As she started to toward the kitchen turn, he called her name sharply.
Too sharply, because astonishment widened her eyes. “What’s wrong, Mark?”
“Nothing. Can I ask you something?”
She shifted to face him. “Go ahead.”
“How about you coming with me—” He hoped she didn’t hear his gulp before he hurried to amend the invitation. “With me and Daryn. Come with us.” He was making an utter mess of this. How did his cousins make asking a woman to join them for an evening look so simple?
They’ve had a lot more practice than you have, honesty reminded him.
A lot more practice?
He’d had pretty much zero. When his friends and the cousins his age had been flirting with girls at singings and frolics, he’d been closeted in the family’s shop overseeing the expansion of the business. He’d worried more about the quality control of his desks than his ability to engage a girl in conversation. Instead of picking out a pretty girl and asking her to let him take her home, he’d been concentrating on getting gut cuts of wood to build those desks.

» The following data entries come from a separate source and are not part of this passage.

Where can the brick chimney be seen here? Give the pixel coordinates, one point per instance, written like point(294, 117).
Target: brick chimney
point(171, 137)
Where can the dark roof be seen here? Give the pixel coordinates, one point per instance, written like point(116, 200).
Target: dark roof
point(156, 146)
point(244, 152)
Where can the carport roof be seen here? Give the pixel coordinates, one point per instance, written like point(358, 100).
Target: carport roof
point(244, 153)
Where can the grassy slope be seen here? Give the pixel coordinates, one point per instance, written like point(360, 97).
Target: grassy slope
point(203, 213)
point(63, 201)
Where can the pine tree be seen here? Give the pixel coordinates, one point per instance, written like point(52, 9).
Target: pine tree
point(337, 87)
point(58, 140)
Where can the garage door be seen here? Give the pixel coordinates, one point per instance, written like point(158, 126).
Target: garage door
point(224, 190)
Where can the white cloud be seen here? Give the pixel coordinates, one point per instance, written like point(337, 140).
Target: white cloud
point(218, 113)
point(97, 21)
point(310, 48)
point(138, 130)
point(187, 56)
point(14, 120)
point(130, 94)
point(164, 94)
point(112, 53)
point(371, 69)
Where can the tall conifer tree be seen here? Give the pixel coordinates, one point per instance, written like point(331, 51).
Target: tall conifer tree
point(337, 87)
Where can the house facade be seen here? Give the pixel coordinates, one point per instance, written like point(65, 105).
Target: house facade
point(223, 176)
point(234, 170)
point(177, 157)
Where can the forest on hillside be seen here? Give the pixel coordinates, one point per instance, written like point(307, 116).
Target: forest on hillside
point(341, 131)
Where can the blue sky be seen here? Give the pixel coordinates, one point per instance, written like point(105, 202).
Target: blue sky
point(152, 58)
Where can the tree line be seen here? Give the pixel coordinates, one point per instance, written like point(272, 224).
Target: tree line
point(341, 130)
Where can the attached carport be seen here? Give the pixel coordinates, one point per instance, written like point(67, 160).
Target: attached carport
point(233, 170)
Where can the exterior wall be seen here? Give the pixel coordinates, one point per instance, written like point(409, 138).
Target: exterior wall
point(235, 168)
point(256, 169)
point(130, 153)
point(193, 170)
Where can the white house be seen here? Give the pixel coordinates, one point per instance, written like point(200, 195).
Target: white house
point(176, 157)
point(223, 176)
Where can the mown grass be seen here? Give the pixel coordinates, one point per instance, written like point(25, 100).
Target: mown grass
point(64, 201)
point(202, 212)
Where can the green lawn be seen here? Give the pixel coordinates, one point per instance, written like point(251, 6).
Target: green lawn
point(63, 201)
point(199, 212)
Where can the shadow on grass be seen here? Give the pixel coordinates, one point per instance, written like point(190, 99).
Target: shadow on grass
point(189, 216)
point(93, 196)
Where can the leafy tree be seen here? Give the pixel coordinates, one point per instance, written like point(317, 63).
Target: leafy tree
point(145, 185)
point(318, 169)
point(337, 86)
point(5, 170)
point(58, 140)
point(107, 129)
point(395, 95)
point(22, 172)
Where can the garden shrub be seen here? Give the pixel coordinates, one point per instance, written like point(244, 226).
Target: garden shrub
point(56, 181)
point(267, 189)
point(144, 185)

At the time, it had seemed like the right choice.
Now he regretted not practicing when everyone would have expected him to be awkward. He would have learned how not to stumble over his words as he was and how to look a woman in the eyes when he asked her out.
He cleared his throat, and the question burst out of him as if it were a single word. “Would-you-go-to-the-benefit-supper-with-me-and-Daryn?”
For what seemed like an eternity, she remained silent. It couldn’t have been more than a few seconds.
Then she said, “Danki, but no.”
He felt his mouth drop open. He should close it, but he seemed to have forgotten how.
No?
Of all the scenarios he’d played out in his mind to prepare for this moment, he’d hadn’t imagined she’d say no. Did she want to be asked in a nicer way? His invitation had been sincere, though clumsy.
Somehow, he puffed out, “No?”
She gave him what he thought was a pitying smile. Why not? He was a pitiful mess.
“I told Aenti Helga I’d go with her early to help with setup. I’ll see you there.”
Then she was gone, leaving him alone to face the truth. He hadn’t expected the first thing he might fail at in his life was convincing Kirsten to spend an evening with him.
By 3:00 a.m. the next morning, Kirsten gave up trying to sleep. No matter how she arranged her pillow or the sheets beneath the quilt, she couldn’t fall asleep. The wind, for once, wasn’t blowing off the bay to buffet the house, and the ice beginning to form on the water silenced the hushed motions of the water. Her thoughts had drifted off a couple of times, but then something jerked her awake as if someone had shouted in her ear. She stared up at the slanted ceiling and tried to catch her breath.
It wasn’t a nebulous something that woke her. It was the memory of how her conversation with Mark had ended the previous afternoon. She’d fled from his house, dragging a protesting Janelle with her. No matter how many times Janelle asked what was wrong, Kirsten hadn’t replied.
How could she admit she didn’t trust herself? Going with Mark to the benefit—and, oh, how she wanted to go with him—might be the first step toward a deeper relationship. She didn’t want to fall in love with him and have him walk away as others had. No matter how often her heart pleaded with her to believe he wasn’t like Nolan, Loyal and Hans, her brain whispered that her heart had told her the same thing about each of them.
And had been so wrong.
Saying no to Mark’s invitation had been the right thing to do. She’d set a policy of not getting involved with their clients on a personal basis.
You meant getting involved with Englisch clients.
She couldn’t ignore her conscience, even when it was vexing.
“What’s fair for the Englisch is fair for the plain folks,” she whispered to the night.
Sadly, the night didn’t offer any gut advice.